Rage corrodes trust, it washes away hope, it forbids listening or hearing, learning or growing.
What kind of person do I wish to be? What did I learn from this? Is this really how I want to handle the traumas of my life? Is this who I want to be? And what will it take, to be who I want to be?
In all trauma treatment, the doctors know that the chances are good that the sooner the injury is dealt with, the less it’s effects spread or worsen. Rage is an injury, the sooner it is seen and understood, the sooner it can be treated and understood.
When I feel rage, it is often because I feel abused, endangered. It comes with shame and guilt for me, and sometimes, terror. I learned rage when I had no other tools, not other way to feel. The outrage we commonly feel about life and politics and culture are often echoes of the disrespect, terror, abuse or neglect we felt in childhood. They return to us in new forms, the rage is old and deep. I always recognize it, it is one of the most familiar feelings in my soul. When people treat me in that old way, they will often see my rage, it often shocks and surprises them. Or triggers rage inside of them.
Rage is a magnet, it always – always – brings out the worst in other people, as well as me. I always feel like I just end up looking in an awful mirror, reflecting parts of my life I don’t wish to see.

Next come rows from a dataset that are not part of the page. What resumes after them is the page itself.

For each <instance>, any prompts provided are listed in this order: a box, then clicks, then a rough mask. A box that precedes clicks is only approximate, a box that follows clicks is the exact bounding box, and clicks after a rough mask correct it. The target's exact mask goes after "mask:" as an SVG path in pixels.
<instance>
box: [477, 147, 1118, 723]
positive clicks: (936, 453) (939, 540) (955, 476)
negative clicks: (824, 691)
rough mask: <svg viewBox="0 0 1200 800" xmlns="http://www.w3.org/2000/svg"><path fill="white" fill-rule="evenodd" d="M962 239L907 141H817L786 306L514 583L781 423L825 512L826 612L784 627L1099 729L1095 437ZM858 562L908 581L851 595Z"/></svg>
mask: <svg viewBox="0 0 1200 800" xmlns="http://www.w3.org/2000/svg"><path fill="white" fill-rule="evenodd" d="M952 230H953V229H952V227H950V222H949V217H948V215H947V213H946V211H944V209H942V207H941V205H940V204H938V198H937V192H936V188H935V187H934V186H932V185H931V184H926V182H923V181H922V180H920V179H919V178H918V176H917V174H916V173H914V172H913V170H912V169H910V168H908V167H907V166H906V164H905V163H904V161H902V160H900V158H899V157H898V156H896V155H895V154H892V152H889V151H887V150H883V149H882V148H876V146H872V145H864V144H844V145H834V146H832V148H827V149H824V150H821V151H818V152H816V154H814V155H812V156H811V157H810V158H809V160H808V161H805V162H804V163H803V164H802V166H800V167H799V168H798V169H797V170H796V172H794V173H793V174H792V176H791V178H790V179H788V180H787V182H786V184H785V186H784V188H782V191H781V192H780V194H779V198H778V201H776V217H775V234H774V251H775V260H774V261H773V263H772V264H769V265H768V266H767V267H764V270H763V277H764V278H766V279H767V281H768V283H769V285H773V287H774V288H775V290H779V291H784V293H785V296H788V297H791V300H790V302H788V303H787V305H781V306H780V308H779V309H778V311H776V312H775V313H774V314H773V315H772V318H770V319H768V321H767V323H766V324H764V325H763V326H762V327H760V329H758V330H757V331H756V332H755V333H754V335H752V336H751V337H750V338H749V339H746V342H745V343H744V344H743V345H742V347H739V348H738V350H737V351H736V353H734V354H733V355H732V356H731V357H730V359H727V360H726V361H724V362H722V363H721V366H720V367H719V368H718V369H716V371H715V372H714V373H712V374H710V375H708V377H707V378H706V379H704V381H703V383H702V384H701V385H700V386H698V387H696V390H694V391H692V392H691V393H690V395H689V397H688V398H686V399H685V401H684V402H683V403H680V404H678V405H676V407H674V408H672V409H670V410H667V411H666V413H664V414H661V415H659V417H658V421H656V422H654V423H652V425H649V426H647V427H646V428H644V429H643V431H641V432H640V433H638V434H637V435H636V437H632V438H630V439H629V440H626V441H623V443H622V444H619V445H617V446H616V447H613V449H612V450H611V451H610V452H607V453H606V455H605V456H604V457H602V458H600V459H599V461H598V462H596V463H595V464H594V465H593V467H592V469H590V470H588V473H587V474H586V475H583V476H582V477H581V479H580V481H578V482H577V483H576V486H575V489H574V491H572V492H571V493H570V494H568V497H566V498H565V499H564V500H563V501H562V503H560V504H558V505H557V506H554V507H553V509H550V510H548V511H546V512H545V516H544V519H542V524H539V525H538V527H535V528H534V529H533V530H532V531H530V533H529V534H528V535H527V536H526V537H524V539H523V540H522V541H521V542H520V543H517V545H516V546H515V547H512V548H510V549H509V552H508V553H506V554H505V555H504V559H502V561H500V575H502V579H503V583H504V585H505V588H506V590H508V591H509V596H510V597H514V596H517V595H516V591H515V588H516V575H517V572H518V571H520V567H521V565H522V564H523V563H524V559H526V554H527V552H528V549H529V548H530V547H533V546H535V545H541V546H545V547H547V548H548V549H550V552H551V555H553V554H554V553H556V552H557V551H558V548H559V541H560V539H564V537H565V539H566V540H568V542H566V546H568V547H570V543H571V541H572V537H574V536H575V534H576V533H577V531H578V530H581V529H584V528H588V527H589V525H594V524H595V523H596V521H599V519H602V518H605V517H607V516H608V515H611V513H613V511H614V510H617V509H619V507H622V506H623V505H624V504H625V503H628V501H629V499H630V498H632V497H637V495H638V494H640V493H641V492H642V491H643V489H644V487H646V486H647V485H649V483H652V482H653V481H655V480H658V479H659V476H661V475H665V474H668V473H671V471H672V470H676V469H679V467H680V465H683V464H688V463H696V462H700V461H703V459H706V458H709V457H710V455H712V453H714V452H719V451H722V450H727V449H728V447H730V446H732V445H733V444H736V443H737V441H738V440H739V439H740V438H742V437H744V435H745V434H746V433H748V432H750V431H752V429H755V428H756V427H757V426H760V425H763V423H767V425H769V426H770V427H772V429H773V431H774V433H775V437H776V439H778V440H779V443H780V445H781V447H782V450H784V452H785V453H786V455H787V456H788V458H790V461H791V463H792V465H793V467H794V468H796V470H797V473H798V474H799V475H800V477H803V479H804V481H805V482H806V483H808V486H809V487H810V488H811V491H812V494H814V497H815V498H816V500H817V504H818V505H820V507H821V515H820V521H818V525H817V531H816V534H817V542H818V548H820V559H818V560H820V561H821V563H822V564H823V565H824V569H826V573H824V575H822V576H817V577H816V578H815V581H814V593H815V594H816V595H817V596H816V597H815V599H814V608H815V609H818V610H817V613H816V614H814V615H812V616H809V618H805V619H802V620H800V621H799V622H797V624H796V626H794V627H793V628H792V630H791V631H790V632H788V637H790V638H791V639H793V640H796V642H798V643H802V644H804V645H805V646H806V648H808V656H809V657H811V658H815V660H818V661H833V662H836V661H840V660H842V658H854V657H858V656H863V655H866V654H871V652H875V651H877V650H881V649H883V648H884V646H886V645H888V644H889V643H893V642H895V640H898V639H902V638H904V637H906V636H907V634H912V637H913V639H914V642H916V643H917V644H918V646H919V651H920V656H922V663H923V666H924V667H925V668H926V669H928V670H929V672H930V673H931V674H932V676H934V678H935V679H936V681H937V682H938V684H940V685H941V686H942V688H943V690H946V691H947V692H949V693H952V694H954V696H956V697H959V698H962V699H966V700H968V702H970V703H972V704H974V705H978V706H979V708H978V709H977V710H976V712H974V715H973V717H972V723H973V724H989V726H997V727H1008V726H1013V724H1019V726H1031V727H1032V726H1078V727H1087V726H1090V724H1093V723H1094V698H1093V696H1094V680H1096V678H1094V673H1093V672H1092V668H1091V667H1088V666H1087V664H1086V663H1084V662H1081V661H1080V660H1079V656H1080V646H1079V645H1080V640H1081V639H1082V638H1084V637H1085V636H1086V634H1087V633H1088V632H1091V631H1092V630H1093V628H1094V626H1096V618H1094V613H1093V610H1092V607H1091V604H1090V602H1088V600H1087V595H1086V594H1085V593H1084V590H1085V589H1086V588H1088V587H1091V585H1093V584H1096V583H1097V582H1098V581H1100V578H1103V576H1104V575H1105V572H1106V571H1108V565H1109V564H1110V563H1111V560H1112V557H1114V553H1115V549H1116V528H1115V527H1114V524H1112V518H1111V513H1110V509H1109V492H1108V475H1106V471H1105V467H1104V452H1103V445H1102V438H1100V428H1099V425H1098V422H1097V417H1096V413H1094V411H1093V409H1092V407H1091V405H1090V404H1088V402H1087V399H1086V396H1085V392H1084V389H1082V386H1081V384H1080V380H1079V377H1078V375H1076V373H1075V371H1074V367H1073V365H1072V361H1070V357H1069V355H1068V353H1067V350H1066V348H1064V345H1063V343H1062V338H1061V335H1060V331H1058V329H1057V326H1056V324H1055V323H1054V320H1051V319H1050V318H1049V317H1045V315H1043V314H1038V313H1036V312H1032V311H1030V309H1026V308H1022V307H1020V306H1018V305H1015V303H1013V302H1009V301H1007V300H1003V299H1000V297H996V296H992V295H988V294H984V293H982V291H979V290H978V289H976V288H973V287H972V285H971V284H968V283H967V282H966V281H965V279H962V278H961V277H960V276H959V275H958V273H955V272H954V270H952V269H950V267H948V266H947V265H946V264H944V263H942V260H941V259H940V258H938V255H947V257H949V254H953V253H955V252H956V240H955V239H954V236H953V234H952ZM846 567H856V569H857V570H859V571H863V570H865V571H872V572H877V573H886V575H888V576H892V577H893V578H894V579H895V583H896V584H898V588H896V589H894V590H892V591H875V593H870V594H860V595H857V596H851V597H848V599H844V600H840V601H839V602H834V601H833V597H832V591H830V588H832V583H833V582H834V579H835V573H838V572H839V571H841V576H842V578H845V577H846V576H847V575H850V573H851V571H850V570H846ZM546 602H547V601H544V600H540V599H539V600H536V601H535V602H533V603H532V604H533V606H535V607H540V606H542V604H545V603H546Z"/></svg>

So I sit with rage, I meditate with it, I invite it in for tea and chat, I ask what it is doing here, what can I learn from it, what do I need to change, how can I see the light more clearly? Estes calls this the mystery of the bear. You give it food. It is, after all, quite a journey, this business of rage.
For me, Rage is best understood as a teacher, it is about the business of stripping down illusions, taking responsibility, remaining open to awakening. Perhaps most of all, it is about learning how to lay the dead past to rest.